Many physical therapy (PT) clinics that offer aquatic therapy have discovered that treating athletes can be a lucrative way to dominate their market share. Whether the athletes are “weekend warriors” – those individuals of all ages who have a penchant for working out but aren’t making money on their sports – or elite professionals, they can boost a PT clinic’s revenue stream considerably. The secret is to understand what they want, how to woo them and how to keep them involved.
What Athletes Want to See in a PT Clinic Environment
Athletes who are looking for a PT clinic for rehab or performance training purposes may come from a wide array of backgrounds. Many aquatic therapy professionals work with high school athletes, triathletes, competitive runners and even pros. However, most of these athletes share common needs when it comes to working within a clinical setting that offers aquatic therapy and exercise.
In general, athletes of all ages and representing all stages want a setting that provides them with:
- Creative Solutions. For instance, many athletes may not be able to come to the facility during traditional 9-5 working hours. To attract them, it might be necessary for the clinic to extend its hours or stay open for one weekend day.
- Competitive Programs. Athletes are competitive by nature, so their rehabilitative and training solutions need to represent their penchants for competitiveness.
- Rehab for Common Athletic Injuries.
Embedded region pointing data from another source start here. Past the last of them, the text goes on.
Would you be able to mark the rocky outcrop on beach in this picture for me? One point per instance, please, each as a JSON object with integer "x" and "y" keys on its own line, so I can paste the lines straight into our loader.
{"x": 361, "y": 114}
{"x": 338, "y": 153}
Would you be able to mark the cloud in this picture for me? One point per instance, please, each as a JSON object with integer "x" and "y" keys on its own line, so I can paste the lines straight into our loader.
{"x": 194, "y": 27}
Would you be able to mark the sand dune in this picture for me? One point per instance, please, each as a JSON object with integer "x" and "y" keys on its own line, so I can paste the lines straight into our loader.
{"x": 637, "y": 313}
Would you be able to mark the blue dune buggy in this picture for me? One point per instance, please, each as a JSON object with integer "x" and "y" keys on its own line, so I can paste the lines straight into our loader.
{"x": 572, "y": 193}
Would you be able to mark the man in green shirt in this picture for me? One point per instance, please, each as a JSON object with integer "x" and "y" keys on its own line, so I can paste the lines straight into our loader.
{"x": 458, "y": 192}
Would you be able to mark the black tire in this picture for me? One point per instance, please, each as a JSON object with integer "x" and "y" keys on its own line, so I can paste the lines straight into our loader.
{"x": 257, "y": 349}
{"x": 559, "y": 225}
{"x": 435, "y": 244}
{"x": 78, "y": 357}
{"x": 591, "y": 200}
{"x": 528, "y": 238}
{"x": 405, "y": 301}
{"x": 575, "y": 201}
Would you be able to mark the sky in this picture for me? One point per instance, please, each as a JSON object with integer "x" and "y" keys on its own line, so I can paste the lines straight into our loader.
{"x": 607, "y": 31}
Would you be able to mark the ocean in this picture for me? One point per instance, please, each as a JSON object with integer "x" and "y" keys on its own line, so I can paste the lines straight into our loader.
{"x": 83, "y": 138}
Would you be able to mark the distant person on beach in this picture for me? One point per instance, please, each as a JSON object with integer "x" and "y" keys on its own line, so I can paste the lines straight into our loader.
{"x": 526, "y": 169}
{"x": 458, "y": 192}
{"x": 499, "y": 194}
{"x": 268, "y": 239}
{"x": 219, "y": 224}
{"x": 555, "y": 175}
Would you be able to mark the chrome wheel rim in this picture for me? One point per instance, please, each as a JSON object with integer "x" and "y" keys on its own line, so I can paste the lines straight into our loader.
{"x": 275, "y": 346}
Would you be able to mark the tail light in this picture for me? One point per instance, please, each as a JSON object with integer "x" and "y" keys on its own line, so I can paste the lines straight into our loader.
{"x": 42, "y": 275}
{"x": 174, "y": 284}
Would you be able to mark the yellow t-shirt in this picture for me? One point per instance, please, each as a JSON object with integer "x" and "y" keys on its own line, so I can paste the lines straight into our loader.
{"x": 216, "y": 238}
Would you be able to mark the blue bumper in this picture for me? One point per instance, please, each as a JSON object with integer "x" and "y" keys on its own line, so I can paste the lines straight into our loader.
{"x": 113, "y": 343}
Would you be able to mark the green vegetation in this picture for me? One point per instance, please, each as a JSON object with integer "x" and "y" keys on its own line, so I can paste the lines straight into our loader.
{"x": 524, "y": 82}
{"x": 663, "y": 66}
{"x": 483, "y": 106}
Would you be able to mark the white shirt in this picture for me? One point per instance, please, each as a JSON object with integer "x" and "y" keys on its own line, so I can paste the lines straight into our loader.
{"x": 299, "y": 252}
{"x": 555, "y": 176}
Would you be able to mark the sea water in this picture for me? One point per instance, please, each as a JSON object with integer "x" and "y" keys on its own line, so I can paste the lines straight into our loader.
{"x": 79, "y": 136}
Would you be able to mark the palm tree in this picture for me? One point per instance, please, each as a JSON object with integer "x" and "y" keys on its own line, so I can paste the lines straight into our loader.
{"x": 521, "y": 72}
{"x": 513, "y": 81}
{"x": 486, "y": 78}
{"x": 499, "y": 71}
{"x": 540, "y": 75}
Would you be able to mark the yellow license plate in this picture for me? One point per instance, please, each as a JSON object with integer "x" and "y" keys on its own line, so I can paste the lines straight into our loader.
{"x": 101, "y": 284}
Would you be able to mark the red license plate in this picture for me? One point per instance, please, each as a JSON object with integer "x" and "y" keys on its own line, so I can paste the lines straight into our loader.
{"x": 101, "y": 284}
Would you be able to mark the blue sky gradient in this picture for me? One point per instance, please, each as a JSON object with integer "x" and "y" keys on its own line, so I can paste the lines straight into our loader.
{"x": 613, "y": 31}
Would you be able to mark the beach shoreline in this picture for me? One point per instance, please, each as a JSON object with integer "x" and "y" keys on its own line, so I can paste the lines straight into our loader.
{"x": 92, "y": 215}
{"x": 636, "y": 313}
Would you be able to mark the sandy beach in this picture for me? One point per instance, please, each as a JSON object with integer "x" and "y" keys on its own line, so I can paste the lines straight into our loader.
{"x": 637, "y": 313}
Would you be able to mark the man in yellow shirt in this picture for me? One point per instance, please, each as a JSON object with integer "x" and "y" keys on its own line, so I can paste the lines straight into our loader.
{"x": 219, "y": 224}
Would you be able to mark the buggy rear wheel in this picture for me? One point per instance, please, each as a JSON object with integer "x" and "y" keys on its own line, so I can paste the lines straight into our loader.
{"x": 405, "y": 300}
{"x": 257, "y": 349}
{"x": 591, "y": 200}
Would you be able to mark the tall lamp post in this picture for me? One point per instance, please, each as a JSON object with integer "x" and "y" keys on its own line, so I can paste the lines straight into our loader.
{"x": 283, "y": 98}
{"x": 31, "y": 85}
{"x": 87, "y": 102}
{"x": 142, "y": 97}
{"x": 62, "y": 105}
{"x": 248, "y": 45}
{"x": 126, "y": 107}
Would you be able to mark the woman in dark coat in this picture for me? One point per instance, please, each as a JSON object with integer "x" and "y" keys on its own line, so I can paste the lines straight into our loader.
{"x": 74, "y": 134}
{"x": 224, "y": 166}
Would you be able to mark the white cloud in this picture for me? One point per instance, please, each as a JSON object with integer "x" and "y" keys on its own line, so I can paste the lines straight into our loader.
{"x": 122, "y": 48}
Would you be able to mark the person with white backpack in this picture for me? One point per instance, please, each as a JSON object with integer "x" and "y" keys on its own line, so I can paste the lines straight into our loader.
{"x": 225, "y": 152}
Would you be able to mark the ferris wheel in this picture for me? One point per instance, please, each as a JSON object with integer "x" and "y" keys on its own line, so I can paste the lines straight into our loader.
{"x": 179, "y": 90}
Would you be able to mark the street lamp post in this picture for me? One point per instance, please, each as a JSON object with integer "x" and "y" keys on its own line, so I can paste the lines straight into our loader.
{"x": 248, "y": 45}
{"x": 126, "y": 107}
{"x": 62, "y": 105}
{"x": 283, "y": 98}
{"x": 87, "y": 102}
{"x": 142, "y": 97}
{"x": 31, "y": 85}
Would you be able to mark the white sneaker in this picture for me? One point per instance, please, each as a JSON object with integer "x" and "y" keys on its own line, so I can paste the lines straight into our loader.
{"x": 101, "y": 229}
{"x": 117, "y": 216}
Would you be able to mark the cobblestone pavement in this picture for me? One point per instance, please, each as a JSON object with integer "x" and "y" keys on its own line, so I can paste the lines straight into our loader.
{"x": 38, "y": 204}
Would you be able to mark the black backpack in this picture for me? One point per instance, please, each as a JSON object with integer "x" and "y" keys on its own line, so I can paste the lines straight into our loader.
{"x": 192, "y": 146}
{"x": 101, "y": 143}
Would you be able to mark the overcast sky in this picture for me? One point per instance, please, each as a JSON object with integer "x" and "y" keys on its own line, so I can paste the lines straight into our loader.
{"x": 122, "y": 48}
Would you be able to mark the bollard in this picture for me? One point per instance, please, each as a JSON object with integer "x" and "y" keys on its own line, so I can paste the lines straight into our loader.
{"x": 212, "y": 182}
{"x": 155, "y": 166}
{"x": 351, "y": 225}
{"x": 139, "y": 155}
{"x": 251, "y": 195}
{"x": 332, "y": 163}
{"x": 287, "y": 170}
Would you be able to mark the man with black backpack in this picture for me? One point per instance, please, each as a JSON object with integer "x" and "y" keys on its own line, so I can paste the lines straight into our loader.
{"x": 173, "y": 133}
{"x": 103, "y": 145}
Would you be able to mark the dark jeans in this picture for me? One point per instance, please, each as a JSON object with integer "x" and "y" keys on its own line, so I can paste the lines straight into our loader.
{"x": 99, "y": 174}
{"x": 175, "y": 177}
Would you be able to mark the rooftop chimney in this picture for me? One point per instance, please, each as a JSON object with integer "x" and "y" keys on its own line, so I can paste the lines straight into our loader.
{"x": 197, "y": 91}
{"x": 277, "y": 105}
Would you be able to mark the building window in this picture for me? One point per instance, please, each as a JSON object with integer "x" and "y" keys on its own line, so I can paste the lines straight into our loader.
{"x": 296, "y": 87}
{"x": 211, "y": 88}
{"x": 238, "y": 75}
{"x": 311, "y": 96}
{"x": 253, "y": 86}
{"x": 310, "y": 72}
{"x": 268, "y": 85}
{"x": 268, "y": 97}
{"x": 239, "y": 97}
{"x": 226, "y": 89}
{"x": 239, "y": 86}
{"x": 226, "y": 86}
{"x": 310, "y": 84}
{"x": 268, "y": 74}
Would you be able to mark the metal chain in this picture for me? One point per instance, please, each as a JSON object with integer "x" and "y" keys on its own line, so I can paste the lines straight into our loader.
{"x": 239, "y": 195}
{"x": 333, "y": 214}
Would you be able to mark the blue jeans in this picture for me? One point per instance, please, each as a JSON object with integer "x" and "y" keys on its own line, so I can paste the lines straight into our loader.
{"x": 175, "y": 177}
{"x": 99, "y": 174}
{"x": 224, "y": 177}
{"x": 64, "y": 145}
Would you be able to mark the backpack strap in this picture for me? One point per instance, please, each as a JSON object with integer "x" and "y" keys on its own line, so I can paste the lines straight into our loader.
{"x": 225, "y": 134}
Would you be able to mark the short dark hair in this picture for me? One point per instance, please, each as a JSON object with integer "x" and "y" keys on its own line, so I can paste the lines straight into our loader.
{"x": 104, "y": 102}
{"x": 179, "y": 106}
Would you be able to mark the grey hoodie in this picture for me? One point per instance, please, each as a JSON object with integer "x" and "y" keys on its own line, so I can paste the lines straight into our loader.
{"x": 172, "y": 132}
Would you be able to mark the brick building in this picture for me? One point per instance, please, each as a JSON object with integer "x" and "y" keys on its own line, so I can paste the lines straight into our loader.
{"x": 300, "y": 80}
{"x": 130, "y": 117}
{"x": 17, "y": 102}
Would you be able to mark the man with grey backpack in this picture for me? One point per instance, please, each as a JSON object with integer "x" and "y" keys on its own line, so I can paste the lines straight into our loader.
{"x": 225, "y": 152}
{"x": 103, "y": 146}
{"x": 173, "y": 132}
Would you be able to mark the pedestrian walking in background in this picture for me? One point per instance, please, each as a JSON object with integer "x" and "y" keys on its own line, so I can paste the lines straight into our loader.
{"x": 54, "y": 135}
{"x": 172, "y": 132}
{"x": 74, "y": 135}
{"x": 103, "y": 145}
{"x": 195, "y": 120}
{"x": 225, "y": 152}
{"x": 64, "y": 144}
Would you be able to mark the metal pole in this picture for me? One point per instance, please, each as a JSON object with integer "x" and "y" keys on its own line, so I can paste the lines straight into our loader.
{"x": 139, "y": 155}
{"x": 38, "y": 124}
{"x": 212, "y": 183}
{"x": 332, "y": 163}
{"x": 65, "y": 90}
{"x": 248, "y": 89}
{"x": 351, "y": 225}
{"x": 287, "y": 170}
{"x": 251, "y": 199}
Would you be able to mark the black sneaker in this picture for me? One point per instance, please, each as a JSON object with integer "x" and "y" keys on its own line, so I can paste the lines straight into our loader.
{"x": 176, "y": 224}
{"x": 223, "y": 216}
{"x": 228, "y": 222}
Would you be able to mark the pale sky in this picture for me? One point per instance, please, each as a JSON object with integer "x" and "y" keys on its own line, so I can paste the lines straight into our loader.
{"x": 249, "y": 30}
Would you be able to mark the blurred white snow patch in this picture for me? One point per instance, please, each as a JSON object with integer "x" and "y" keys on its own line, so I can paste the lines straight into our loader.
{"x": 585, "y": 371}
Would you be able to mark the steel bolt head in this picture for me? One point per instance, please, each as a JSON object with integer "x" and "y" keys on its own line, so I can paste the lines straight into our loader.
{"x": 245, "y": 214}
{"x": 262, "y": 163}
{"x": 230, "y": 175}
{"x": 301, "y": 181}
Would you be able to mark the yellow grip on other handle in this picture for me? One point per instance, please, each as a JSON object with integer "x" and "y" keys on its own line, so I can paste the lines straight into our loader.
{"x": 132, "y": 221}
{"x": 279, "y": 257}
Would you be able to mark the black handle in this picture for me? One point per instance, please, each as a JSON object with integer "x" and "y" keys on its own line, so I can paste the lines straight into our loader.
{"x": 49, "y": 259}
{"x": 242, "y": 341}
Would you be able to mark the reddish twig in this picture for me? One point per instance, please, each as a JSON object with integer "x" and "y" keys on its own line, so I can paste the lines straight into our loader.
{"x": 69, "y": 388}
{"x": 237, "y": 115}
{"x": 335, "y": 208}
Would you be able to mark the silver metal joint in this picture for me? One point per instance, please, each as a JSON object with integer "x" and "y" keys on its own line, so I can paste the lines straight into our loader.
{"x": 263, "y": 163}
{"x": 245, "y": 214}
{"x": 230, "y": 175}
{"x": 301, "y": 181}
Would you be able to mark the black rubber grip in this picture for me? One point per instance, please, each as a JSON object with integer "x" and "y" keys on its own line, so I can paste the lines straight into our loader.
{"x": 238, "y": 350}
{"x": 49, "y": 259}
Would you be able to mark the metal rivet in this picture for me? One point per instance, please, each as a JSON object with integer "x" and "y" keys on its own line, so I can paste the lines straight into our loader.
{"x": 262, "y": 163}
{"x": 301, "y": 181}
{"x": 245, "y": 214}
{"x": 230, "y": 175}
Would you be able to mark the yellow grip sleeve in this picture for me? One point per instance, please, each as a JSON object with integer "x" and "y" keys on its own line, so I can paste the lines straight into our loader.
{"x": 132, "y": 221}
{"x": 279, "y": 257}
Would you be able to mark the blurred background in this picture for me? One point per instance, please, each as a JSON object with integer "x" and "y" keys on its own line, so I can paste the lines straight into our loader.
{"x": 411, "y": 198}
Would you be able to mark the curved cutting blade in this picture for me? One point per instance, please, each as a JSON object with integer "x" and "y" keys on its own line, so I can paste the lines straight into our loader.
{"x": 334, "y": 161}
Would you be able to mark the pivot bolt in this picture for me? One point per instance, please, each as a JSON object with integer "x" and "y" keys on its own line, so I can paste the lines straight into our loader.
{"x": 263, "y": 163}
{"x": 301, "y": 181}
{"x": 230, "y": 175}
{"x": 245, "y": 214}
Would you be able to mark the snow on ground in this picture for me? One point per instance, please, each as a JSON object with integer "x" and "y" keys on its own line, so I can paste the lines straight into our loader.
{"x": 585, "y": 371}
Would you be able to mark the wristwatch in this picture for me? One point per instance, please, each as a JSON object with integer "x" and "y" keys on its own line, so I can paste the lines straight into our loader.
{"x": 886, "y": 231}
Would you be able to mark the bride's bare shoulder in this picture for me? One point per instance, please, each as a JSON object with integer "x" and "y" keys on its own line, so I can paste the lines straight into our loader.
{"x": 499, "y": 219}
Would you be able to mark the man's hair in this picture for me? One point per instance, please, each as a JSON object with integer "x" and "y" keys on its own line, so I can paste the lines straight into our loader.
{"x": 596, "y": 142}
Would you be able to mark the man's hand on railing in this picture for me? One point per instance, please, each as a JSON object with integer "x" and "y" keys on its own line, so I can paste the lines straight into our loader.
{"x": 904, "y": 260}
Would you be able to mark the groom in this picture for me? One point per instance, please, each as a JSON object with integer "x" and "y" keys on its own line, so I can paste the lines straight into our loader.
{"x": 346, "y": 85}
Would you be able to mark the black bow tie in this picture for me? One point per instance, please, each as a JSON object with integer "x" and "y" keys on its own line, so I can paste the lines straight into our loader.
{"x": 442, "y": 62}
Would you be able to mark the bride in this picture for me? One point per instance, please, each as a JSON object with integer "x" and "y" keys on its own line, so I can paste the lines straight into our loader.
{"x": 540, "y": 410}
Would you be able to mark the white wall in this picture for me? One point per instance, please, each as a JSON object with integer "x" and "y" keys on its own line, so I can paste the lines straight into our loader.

These can include sprains, strains, knee problems, Achilles tendon injuries, fractures, dislocations, repetitive stress injuries, shin splints, hip problems, plantar fasciitis, ankle issues and the after-effects of reconstructive surgery.
- A Well-Rounded “Menu” of Services. Giving athletes a customized “menu” allows them to pick out what they want and need in an a la carte way.
- A “Give-and-Take” Experience. Athletes are often determined to continue activity, even if they are injured. Physical therapists have to be open to this fact, and willing to work with – not against – athletes’ desires.
- Private Pay Options. PT clinics working with athletes must create private pay options, because not all athletes will have the insurance to pay for the therapy they need. Additionally, if the clinic offers exercise classes or opportunities for athletes to work out in a HydroWorx pool, customers will need to know how payments can be conveniently made.
- Support and Encouragement. What athletic person doesn’t want a cheering section? Positive feedback from a clinician who understands the mindset of the athlete is essential to keeping the motivation factor high when challenges, such as overuse injuries or surgery rehab, are faced.
Ironically, changing the average physical therapy clinic atmosphere into one that athletes find attractive can prove challenging. In the end, though, it will help not only the clinic’s new clientele reach their goals, but also the clinic’s team members learn and try new aquatic therapy and physical therapy methodologies.
How to Woo Athletes to Your Physical Therapy Clinic Setting
A promotional plan is necessary to make athletes aware that the clinic is focused on offering creative, aquatic therapy solutions that will fit their needs. Some of the marketing techniques that have worked well at clinical facilities across the country include:
- Advertise locally to inform the community of services, including gift certificates.
- Offer pre-paid punch cards with a discount (e.g., a free visit after 10 paid visits.)
- Work with a local running club, triathlon club or other team and offer member’s discounts.
- Provide student discounts, and advertise them at local competitions.
- Provide a free in-service at the PT clinic at the start of a sporting season (e.g., track and field, football, basketball.)
How to Keep Athletes Coming Back to Your Clinic… and Talking about It, Too!
Once athletes are accustomed to coming to the clinic, the marketing shouldn’t end. After all, the more they become attached to the clinic and its underwater treadmill and facilities, the more likely they are to share their success with fellow athletes. Encourage current clients to talk about the clinic’s offerings, and prepare brochures and sales documents for them to distribute. Make sure coaches are kept “in the know” about the clinic’s open houses and other special events related to physical therapy and exercise for athletes.
By remaining innovative, physical therapy clinic owners and personnel can greatly increase both their community visibility and their competitive advantage with some well-thought-out targeting of the athletic market in their areas.